- Kalkım Location in Turkey Kalkım Kalkım (Marmara)
- Coordinates: 39°49′N 27°13′E﻿ / ﻿39.817°N 27.217°E
- Country: Turkey
- Province: Çanakkale
- District: Yenice

Government
- • Mayor: Zeynep Çelik (AK Party)
- Elevation: 230 m (750 ft)
- Population (2021): 2,400
- Time zone: UTC+3 (TRT)
- Postal code: 17560
- Area code: 0286

= Kalkım =

Kalkım is a town (belde) in the Yenice District, Çanakkale Province, Turkey. Its population is 2,400 (2021).

== Geography ==
Kalkım is situated to east of Kalkım pond and to the south of Agonya creek. The distance to Yenice is 38 km and to Çanakkale is 120 km.

== Population ==
As per population census 2022, Kalkım has a population of 2430.

== History ==
The area around Kalkım was an important ironworking center during Lydian state and was named as Agonya. During the later years of the ancient age, It was annexed by Achaemenid Empire, Macedonian Empire, Pergamon and Roman Empire. In 1301, it was incorporated into Karesi state (a small Turkmen beylik) After the disintegration of Karesi it became a part of the Ottoman Empire . During Ottoman era it was called Naipli (Naipli is an adjective referring to vice judge working in the settlement).
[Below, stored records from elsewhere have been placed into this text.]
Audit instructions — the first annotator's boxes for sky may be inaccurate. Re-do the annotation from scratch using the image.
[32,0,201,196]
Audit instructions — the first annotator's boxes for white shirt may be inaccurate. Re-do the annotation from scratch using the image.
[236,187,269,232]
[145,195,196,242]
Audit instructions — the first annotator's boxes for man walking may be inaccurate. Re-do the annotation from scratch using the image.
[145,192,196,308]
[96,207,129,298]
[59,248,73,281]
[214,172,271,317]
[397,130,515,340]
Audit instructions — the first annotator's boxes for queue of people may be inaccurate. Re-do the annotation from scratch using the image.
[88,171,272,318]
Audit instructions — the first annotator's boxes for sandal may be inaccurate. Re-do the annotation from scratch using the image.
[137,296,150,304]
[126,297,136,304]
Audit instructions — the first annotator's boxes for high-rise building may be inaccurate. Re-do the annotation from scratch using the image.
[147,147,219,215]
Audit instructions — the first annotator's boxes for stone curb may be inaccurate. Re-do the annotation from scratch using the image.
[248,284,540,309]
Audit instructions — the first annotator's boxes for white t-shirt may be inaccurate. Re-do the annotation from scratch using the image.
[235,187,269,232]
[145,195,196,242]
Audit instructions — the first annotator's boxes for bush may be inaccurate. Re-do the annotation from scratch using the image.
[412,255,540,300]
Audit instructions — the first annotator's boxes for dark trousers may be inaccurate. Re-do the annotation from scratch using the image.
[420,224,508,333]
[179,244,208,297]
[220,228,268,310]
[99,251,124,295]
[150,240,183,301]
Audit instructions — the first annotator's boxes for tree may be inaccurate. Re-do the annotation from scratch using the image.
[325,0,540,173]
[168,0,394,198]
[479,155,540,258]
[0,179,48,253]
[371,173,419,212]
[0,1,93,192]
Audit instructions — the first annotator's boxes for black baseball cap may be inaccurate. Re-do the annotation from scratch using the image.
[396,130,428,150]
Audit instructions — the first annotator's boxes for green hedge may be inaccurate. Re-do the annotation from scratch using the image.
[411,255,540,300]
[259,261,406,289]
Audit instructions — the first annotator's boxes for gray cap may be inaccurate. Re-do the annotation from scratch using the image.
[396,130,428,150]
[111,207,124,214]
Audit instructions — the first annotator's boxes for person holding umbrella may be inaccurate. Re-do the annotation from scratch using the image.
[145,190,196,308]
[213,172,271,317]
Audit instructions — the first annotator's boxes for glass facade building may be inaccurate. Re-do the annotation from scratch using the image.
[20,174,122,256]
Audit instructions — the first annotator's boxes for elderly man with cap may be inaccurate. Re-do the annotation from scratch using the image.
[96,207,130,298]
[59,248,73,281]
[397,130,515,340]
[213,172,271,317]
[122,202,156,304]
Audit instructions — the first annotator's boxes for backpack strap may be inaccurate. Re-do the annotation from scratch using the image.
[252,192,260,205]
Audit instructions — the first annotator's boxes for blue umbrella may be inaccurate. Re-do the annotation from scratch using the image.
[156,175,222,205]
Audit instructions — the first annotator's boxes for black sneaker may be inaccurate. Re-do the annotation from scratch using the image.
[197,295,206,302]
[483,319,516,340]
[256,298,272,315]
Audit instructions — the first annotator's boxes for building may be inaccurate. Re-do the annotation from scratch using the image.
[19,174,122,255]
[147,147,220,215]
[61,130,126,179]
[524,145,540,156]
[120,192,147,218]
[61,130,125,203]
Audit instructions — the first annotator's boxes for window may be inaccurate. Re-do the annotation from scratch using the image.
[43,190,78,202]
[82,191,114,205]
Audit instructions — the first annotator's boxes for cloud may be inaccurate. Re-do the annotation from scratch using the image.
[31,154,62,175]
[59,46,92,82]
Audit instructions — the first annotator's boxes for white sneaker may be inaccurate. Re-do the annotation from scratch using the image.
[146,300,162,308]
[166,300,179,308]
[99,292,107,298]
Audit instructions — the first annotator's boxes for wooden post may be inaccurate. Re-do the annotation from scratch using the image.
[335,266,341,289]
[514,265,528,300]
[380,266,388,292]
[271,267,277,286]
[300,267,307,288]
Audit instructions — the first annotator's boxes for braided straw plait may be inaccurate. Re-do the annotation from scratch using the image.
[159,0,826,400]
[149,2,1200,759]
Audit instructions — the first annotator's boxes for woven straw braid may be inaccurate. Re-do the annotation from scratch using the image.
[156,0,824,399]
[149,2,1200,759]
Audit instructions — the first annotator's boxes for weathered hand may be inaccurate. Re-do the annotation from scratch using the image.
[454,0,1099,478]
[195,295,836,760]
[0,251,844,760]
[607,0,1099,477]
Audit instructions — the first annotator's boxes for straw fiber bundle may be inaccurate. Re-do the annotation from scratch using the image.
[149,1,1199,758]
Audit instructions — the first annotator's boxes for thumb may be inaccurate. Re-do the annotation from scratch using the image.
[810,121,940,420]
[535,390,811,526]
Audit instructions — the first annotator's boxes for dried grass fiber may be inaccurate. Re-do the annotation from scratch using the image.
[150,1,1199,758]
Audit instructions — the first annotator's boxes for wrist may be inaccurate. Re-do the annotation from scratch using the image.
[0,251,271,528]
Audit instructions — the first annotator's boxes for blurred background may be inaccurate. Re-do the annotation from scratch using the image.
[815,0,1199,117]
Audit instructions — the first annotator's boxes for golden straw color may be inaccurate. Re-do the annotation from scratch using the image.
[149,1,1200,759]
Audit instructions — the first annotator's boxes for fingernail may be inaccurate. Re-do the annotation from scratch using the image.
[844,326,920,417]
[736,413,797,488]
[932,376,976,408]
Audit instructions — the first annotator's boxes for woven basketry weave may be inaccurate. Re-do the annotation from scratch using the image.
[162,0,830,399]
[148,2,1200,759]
In the 20th century, following a brief Greek occupation it became a part of Turkey in 1922. In 1977 It was declared a seat of township.

== Economy ==

Most important agricultural products of the town are paprika and tobacco. Various fruits are also produced. Some town residents work in lead mines around the town and some work in forestry business. Carpet weaving is another business.